You're pragmatic and want to understand the why behind everything

Intellectualizers approach things through a logical, rational lens, Wolfe said. They tend to deal with challenging situations by analyzing, making lists, and creating a plan of action.

If, for example, an intellectualizer's loved one dies, they might throw themselves into planning the funeral and sorting out their estate rather than crying and grieving. Sometime later, they may experience a flood of emotion, Wolfe said, but it will likely feel so overwhelming that it's shortlived and triggers them back into intellectualizing.

Resorting to books and spreadsheets to resolve their emotional problems is also common for intellectualizers, she said.

In one viral TikTok that has 260,000 likes at the time of writing, a therapist impersonates an intellectualizer who says she understands "the why behind everything she feels and does," but can't move past it.

Her way of coping is through extensive research. She even jokes that she considered going to school to study therapy not because she wanted to work in mental health, but because she could learn as much as possible about the different types of therapy and how the brain works.

You appear calm and put together but don't feel that way on the inside

People who are intellectualizers typically appear put together and calm, Wolfe said. "They look so well and so smart and so intelligent, they never show that anything is wrong," she said. This is similar to people with high-functioning depression or anxiety, whose lives often seem perfect on the outside.

That might be why Wolfe said it's common for an intellectualizer client to come to her after they've "graduated" from another type of therapy, but say they still feel stuck in their old patterns.

"These therapists are saying, ' You're good, and you're done, ' but they still don't feel right. They still can't connect, or feel their emotions, or be present," she said.

People with these tendencies may have trouble with therapies such as cognitive behavioral therapy because they involve analyzing thoughts and behaviors—something they've already spent much of their lives doing.

"They'll come in, the therapist will say, here's this CBT worksheet, now go look at how your thoughts impact your behaviors. And they're thinking, I already know how my thoughts impact my behaviors. I already understand that, but what am I supposed to do about it?" she said.

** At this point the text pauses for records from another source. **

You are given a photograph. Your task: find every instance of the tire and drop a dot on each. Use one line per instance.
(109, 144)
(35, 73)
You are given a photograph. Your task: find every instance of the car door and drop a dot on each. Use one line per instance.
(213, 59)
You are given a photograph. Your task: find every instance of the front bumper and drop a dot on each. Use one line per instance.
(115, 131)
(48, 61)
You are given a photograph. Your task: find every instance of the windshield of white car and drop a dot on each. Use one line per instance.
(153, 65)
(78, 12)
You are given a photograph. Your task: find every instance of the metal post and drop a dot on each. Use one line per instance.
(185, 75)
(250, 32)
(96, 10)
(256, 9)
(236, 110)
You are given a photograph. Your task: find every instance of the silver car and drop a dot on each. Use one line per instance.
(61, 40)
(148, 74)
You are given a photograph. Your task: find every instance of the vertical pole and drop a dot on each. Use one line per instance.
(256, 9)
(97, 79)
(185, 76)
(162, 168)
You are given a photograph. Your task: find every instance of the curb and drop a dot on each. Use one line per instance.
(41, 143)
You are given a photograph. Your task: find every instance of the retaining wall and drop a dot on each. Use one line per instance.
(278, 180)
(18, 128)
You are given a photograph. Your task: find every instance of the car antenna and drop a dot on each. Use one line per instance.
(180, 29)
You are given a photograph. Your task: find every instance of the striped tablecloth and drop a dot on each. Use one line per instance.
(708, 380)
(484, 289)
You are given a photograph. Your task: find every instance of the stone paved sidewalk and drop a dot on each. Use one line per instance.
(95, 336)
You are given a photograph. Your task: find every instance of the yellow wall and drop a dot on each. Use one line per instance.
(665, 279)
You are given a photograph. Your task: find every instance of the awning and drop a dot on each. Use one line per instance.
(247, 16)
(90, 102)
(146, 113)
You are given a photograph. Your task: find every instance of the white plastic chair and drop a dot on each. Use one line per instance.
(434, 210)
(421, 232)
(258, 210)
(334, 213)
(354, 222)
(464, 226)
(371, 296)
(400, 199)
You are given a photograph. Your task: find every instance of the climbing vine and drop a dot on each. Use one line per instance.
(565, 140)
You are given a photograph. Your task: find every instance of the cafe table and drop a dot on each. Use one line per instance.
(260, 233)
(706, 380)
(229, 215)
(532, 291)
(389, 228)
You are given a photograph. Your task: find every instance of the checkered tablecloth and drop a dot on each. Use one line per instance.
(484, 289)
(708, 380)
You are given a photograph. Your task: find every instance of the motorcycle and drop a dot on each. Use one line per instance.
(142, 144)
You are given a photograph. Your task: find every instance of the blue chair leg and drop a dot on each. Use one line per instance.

Wolfe recommends therapies that focus on feeling bodily sensations and integrating different parts of yourself, such as Internal Family Systems or the Neuro Affective Relational Model.

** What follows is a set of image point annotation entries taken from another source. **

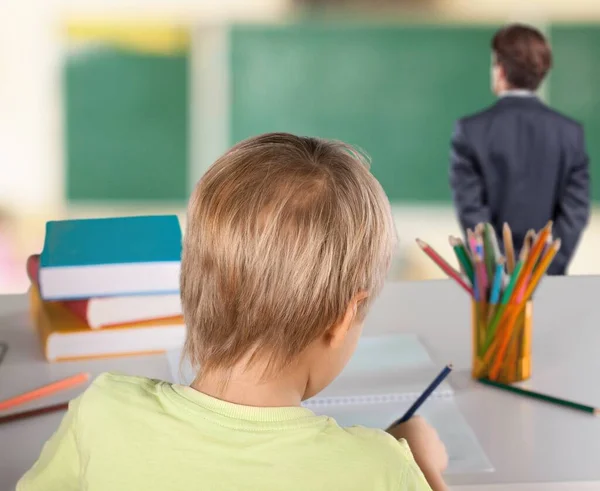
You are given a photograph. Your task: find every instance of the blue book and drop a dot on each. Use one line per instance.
(110, 257)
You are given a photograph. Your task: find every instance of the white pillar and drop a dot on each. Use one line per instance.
(31, 176)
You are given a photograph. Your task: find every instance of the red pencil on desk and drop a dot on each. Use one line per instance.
(45, 391)
(441, 262)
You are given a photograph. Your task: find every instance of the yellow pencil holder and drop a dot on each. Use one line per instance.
(501, 337)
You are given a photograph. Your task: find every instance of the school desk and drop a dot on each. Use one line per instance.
(532, 445)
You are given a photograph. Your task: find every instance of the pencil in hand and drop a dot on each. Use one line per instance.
(425, 395)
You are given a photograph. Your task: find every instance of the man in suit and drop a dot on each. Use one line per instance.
(519, 161)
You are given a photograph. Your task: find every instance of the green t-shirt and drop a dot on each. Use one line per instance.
(130, 433)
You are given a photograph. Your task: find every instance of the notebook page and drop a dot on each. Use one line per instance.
(391, 368)
(464, 451)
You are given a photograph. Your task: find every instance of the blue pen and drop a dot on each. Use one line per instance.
(426, 393)
(497, 286)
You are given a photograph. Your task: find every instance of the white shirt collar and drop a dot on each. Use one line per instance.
(517, 93)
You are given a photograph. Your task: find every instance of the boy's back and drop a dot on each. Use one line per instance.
(129, 433)
(288, 242)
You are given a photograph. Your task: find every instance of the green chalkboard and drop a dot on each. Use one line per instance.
(575, 84)
(126, 126)
(395, 91)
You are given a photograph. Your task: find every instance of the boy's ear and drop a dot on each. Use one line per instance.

"The goal of therapy shouldn't be to force you to feel your feelings. The goal of therapy should be to support when you're feeling safe enough that you want to feel your feelings."

You feel emotionally disconnected from people and things in your life

Feeling a sense of emptiness or disconnection could be a sign you're intellectualizing your feelings.

"You can think about your life and you can think, this is my five-year plan and I'm going to be getting married, I'm going to be getting this job, I'm buying a house, I'm putting money in my 401k, but you never actually feel this sense of happiness, joy, connection to what you're doing in your life," she said.

You may also feel disconnected from the people around you and as if you're putting on a role or wearing a mask in conversations. You're responding normally but you don't feel fully authentic or present because you're thinking too much and you're "stuck in your head."

"You have what you want in your life. You have friends, you understand things, but you feel a little bit empty," she said.

Intellectualizing is a protective strategy, not a fault

It's important to remember that intellectualization is an adaptive protective strategy, and separate from who you are as a person, Wolfe said.

"It is a way that you protected yourself and kept yourself safe for whatever reason in your life. There isn't anything wrong with you if you are an intellectualizer."

Although it's a challenging place to be and it can feel hopeless, Wolfe said she has seen many people learn to feel their feelings safely. It just takes time and practice, she said.